Mudrex focuses more on structured crypto investing than manual trading. Instead of encouraging frequent trades, it helps users build portfolios and monitor performance.

Key points:

  • Mudrex offers both spot trading and portfolio-based investment tools.
  • Trading fees can be as low as 0.12% for spot and 0.03% for futures, depending on tier.
  • INR deposits allow direct participation for Indian users.
  • Portfolio tracking tools show performance over time.
  • The platform emphasizes long-term investment strategies.

Mudrex is useful for users who prefer gradual investing over active trading.

What Separates Basic Exchanges from Advanced Trading Platforms

Choosing the right cryptocurrency exchange involves practical considerations:

  • INR support: Platforms that allow direct INR deposits and withdrawals make funding and cashing out simpler.
  • Verification requirements: Most exchanges require PAN-based KYC and identity verification before enabling trading.
  • Fee transparency: Trading fees, spreads, and withdrawal charges should be clearly visible before placing orders.
  • Security features: Two-factor authentication (2FA), login alerts, and withdrawal confirmations help protect accounts.
  • Product availability: Spot trading is useful for beginners, while futures and options support more advanced strategies.
  • Platform accessibility: Reliable crypto trading apps and websites to track prices and manage trades anytime.

Bottom Line

The best crypto exchange in India depends on how traders plan to use crypto. Some users focus on simple investing, while others explore futures, leverage, or automation.
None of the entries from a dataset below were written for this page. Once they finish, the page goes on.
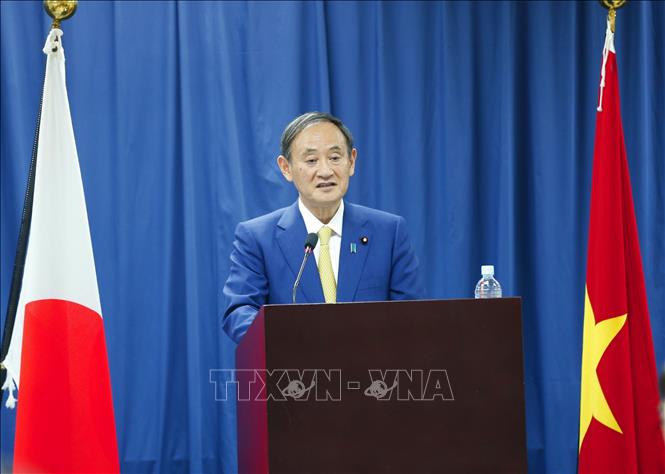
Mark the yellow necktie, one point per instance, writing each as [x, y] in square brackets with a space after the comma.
[328, 282]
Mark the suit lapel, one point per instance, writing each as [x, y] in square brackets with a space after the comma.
[351, 264]
[291, 233]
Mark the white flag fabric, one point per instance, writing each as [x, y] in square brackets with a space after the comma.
[57, 355]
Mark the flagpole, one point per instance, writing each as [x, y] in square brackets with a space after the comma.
[60, 10]
[612, 6]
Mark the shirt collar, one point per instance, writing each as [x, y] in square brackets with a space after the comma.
[313, 224]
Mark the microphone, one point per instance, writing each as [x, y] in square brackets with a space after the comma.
[310, 242]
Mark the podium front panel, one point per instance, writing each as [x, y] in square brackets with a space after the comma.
[421, 386]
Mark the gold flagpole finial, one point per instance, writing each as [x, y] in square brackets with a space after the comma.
[60, 10]
[612, 6]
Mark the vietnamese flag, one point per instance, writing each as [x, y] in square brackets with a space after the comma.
[619, 421]
[56, 356]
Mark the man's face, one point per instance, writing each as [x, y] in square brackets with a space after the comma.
[320, 166]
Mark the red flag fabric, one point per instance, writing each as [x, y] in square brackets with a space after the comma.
[57, 354]
[619, 421]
Platforms such as Delta Exchange provide derivatives access and INR settlement, while global exchanges like Binance and Kraken offer extensive asset coverage. Choosing a scalable crypto trading platform early helps avoid unnecessary transfers and operational friction later.

Indian traders can explore the platform further at https://www.delta.exchange

Disclaimer: This article is for educational purposes only and does not constitute financial advice. Please consult a qualified financial advisor before making investment decisions.

FAQs

  1. Can beginners use derivatives trading platforms?
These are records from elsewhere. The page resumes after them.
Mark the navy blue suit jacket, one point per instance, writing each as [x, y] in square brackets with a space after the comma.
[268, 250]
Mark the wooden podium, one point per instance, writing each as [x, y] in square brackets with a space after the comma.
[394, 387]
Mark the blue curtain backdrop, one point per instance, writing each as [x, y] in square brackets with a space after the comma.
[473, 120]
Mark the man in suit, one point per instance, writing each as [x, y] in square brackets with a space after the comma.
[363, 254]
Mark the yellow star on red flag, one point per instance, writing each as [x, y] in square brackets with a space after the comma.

Yes, many exchanges offer simple interfaces for beginners while also providing futures, options, and advanced tools. Users can start with basic trades and gradually explore advanced features without switching platforms.

  1. What makes an exchange suitable long-term?

An exchange should support INR transactions, maintain transparent fees, and provide secure account access. Platforms with advanced trading tools remain useful as experience grows.

  1. Can I withdraw INR from crypto exchanges easily?

Yes, most exchanges allow INR withdrawals to linked bank accounts after completing verification. Processing time depends on the exchange and banking hours.